As a byproduct of my ongoing research into the income distribution estimates of Thomas Piketty and Emmanuel Saez, I found that the top 1% of taxpayers reported average dividend income of only $30,673 in 2002 before the tax rate on dividends fell to 15% (all of these figures are in 2008 dollars).

After the dividend tax rate came down, average dividends among the top 1% surged to $52,814 in 2004 and $83,072 by 2007. Reported dividends of the top 1% in 2007 were twice as large as the previous peak in 2000. That can’t be coincidence.

Since 15% of $83,072 is larger than 38.6% of $30,673, even that drastically reduced tax rate on dividends did not significantly reduce average revenues collected from the top 1.4 million taxpayers. But the lower dividend tax clearly did result in high-income taxpayers holding more dividend-paying stocks than ever before in taxable accounts.

Although that creates a statistical impression of higher investment income among the top 1% (whose average salary income fell from $551,873 in 2000 to $513,438 in 2007 and $504,402 in 2008), it probably just means they held fewer tax-exempt bonds than before, or kept a smaller share of their stocks inside IRAs.

A similar story can be told about the amount of capital gains reported by the top 1% after that tax rate dropped to 15% in 2003. Average capital gains among the top 1% rose from $145,433 in 2002 (in 2008 dollars) to a record $427,930 in 2007. Since stock prices certainly did not triple in those years, much of that increase in taxable gains had to reflect greater incentives to realize gains more frequently when taxed at 15% rather than 20%.

President Obama imagines that putting the capital gains tax rate back to 20% would raise more revenues, because his bookkeepers tell him so. Yet it is quite doubtful that the top 1% would have reported such huge gains from 2004 to 2007 if the tax rate had been a third higher.

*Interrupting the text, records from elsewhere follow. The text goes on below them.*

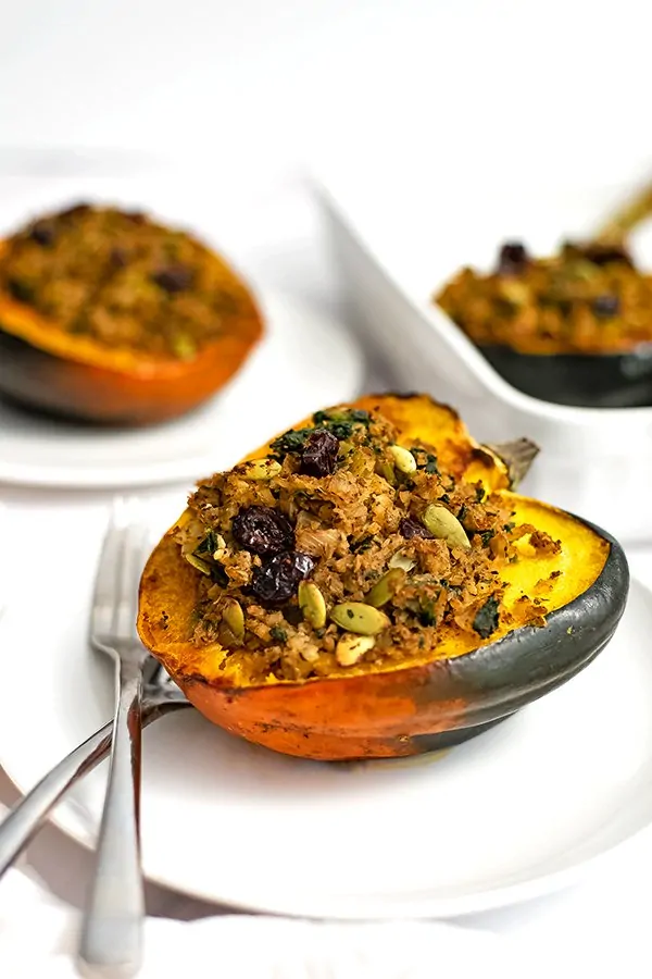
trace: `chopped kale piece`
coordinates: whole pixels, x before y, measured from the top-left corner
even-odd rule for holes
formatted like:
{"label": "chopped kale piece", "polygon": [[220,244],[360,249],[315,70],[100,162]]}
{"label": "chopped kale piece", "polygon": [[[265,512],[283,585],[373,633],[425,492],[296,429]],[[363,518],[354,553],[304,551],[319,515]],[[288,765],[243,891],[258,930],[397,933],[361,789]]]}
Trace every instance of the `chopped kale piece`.
{"label": "chopped kale piece", "polygon": [[225,588],[228,584],[228,574],[217,561],[211,565],[211,580],[222,588]]}

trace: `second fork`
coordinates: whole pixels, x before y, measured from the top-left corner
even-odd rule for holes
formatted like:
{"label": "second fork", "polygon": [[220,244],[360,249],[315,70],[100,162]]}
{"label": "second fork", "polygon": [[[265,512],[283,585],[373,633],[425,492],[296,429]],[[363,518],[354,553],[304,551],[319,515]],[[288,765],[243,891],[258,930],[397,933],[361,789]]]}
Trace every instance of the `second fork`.
{"label": "second fork", "polygon": [[135,976],[142,961],[140,709],[147,653],[136,633],[136,614],[147,543],[138,503],[117,499],[100,556],[90,623],[91,645],[115,660],[117,698],[96,870],[78,950],[83,975],[102,979]]}

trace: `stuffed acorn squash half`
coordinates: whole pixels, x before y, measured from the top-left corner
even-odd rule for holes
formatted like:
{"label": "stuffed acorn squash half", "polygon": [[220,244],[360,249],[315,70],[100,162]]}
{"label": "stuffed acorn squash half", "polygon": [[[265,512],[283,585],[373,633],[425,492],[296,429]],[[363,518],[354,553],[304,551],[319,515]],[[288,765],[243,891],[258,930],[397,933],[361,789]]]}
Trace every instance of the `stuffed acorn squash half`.
{"label": "stuffed acorn squash half", "polygon": [[185,232],[78,205],[0,243],[0,394],[103,424],[184,414],[263,331],[236,273]]}
{"label": "stuffed acorn squash half", "polygon": [[199,484],[142,574],[142,642],[214,723],[289,755],[479,733],[587,666],[627,597],[616,541],[513,492],[535,451],[422,395],[318,411]]}
{"label": "stuffed acorn squash half", "polygon": [[652,276],[622,245],[532,258],[504,245],[488,275],[463,269],[435,297],[514,387],[586,408],[652,405]]}

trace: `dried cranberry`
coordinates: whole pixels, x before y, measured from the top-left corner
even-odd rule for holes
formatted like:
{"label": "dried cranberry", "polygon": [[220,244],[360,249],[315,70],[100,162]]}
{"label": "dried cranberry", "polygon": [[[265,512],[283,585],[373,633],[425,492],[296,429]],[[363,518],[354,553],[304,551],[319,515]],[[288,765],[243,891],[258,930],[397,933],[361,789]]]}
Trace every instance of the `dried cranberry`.
{"label": "dried cranberry", "polygon": [[166,293],[183,293],[192,284],[195,272],[188,265],[181,265],[177,262],[174,265],[166,265],[154,272],[152,280]]}
{"label": "dried cranberry", "polygon": [[305,475],[325,476],[335,472],[339,442],[330,432],[317,431],[305,439],[301,453],[301,472]]}
{"label": "dried cranberry", "polygon": [[253,554],[278,554],[294,545],[294,531],[287,517],[272,507],[244,507],[233,522],[238,544]]}
{"label": "dried cranberry", "polygon": [[264,605],[284,605],[297,594],[299,582],[308,578],[315,565],[310,554],[300,550],[277,554],[261,568],[255,568],[251,591]]}
{"label": "dried cranberry", "polygon": [[403,517],[399,524],[399,530],[408,541],[411,537],[432,536],[432,534],[426,530],[423,523],[419,523],[418,520],[413,520],[412,517]]}
{"label": "dried cranberry", "polygon": [[529,264],[529,256],[521,241],[507,241],[498,257],[499,275],[519,275]]}
{"label": "dried cranberry", "polygon": [[124,269],[128,261],[129,256],[126,248],[121,248],[120,245],[116,245],[115,248],[111,249],[109,262],[114,269]]}
{"label": "dried cranberry", "polygon": [[599,241],[593,241],[584,246],[581,255],[589,262],[592,262],[593,265],[611,265],[617,263],[634,268],[631,256],[619,245],[602,245]]}
{"label": "dried cranberry", "polygon": [[620,300],[617,296],[597,296],[591,302],[591,309],[601,320],[615,317],[620,309]]}
{"label": "dried cranberry", "polygon": [[42,245],[43,248],[48,248],[54,243],[57,233],[49,221],[37,221],[29,230],[29,237],[33,241],[36,241],[37,245]]}

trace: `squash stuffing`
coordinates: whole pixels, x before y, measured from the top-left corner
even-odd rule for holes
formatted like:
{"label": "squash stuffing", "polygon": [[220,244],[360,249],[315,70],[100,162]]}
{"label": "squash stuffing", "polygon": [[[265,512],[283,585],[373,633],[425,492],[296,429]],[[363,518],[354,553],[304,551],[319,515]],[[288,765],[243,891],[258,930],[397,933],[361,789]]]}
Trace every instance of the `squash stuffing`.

Over time, sustained growth of tax revenues depends almost entirely on growth of the tax base — salaries, profits and related dividends and capital gains. Raising tax rates will not help if it slows the growth of taxable incomes, or discourage investors from holding dividend-paying stocks or from realizing taxable capital gains.

Party Crasher
No economist (other than those on Obama’s payroll) could seriously argue that increasing the highest, most damaging tax rates in 2011 would not do very serious harm to both the demand side and the supply side of the economy. If Obama got even half of what he’s asking for on tax policy, the stock market and economy would head downhill fast, pulling down tax revenues and the Democratic Party in the process.

A few sensible Democrats in Congress could protect the president from himself by simply making the logical decision to keep the current tax regime in place for at least a year, to allow time to treat serious tax issues more seriously.

Republicans, for their part, must beware the twin traps — the president’s false promise of “permanent” tax cuts and his pretense of grappling with 10-year budget plans in a few weeks. The Republicans need to keep a firm grasp on the difference between making a compromise and becoming totally compromised.